Portanto, conforme nossa estrutura constitucional com o sistema de controle de um poder em relação ao outro, o excesso de edição de Medidas Provisórias que usurpa a função do Poder Legislativo e a edição sem que haja os pressupostos constitucionais de relevância e urgência, são passíveis de apreciação pelo Poder Judiciário, embora não se apresenta como questão simples, mas ao contrário de enorme complexidade.

O poder de legislar conferido constitucionalmente ao Presidente da República é excepcionalíssimo, por isso seu exercício deve ser comedido e com a estrita observância aos pressupostos constitucionais de relevância e urgência.

O excesso na edição mostra que o Poder Executivo cria a

urgência e relevância para os temas que têm interesse, desvirtuando desta forma a

razão da espécie normativa e praticando com freqüência atos inconstitucionais. Os pressupostos não podem ser criados pelo Presidente da República, eles devem emergir da própria questão a ser tratada.

Em outra ação, agora com redação um pouco mais restritiva, o Ministro Ilmar Galvão expressou que os requisitos de relevância e urgência para

edição de medida provisória são de apreciação discricionária do Chefe do Poder Executivo, não cabendo, salvo os casos de excesso de poder, seu exame pelo Poder Judiciário (Ação 2150, 11/09/2002).

Em resumo, é permitido concluir que o Poder Legislativo já observou que o Presidente da República está legislando mais do que o Congresso Nacional e que, em muitos casos as Medidas Provisórias, são editadas sem os pressupostos constitucionais. Também, mesmo em caráter de exceção, é permitido ao Poder Judiciário apreciar se determinada Medida está amparada pelo texto constitucional.
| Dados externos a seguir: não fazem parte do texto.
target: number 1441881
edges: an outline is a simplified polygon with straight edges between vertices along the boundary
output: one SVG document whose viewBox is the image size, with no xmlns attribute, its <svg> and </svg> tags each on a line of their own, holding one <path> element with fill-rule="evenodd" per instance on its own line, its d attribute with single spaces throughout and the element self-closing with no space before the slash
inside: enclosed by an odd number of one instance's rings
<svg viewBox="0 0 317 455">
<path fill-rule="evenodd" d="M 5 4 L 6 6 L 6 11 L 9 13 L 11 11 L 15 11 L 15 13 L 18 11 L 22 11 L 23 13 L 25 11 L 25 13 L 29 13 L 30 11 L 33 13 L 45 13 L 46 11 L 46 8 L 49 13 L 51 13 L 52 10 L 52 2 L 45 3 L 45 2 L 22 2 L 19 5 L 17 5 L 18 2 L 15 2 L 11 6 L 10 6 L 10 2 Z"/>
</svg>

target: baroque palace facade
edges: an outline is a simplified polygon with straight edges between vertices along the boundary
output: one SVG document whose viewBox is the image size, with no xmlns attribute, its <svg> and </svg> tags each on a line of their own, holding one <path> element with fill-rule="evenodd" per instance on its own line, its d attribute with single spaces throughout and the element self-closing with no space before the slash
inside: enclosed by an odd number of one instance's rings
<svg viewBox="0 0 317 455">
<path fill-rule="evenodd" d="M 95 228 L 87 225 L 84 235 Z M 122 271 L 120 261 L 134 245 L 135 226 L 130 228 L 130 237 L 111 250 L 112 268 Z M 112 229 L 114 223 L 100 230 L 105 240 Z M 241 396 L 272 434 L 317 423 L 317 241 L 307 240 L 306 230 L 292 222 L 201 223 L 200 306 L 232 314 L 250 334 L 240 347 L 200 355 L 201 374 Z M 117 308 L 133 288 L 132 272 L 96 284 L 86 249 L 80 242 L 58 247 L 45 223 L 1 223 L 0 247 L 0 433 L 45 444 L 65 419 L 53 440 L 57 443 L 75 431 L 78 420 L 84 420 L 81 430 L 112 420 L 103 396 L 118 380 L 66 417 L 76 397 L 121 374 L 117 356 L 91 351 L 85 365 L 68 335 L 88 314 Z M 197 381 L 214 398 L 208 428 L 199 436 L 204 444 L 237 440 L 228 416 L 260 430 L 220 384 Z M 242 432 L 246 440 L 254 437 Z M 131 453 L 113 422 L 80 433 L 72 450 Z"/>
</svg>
De fato, então, o comportamento do Presidente da República com a edição de Medidas Provisórias da maneira que lhe é permitido, causa uma real usurpação de função, porque legisla mais que o legislador. Desta forma, uma pessoa, o Presidente da República, passa a legislar em detrimento de um Poder, o

Legislativo. Ao ser editadas as Medidas Provisórias entram em vigor e por isto passam a surtir efeitos, ressalvada disposição constitucional em contrário.

De imediato devem ser submetidas ao Congresso Nacional e conforme a redação do § 5º do art.62 da Constituição Federal, a deliberação de cada uma das Casas do Congresso Nacional sobre o mérito das medidas provisórias dependerá do juízo prévio sobre o atendimento de seus pressupostos constitucionais.

Assim, a primeira atitude técnica de cada Casa do Congresso Nacional é de verificar se estão presentes os pressupostos constitucionais da relevância e urgência.

Por isto, sem analisar o mérito, cada Casa pode rejeitar a Medida Provisória posta em apreciação, se entender que não estão presentes os pressupostos constitucionais.

Em conclusão, se muitas Medidas Provisórias foram editadas sem que houvesse a relevância e a urgência e tramitaram no Congresso Nacional e responsabilidade é de cada Casa que assim o permitiu.

É de se lembrar o questionamento do cientista político FERNANDO ABRUCIO da Fundação Getulio Vargas: “Com a restrição do uso de

MPs, os parlamentares terão de aprovar mais leis e com mais rapidez. Será que eles querem isso? Pelo visto, não”.104

Cabe lembrar o que consta em linhas atrás, que há um poder do Palácio do Planalto sobre o Congresso Nacional.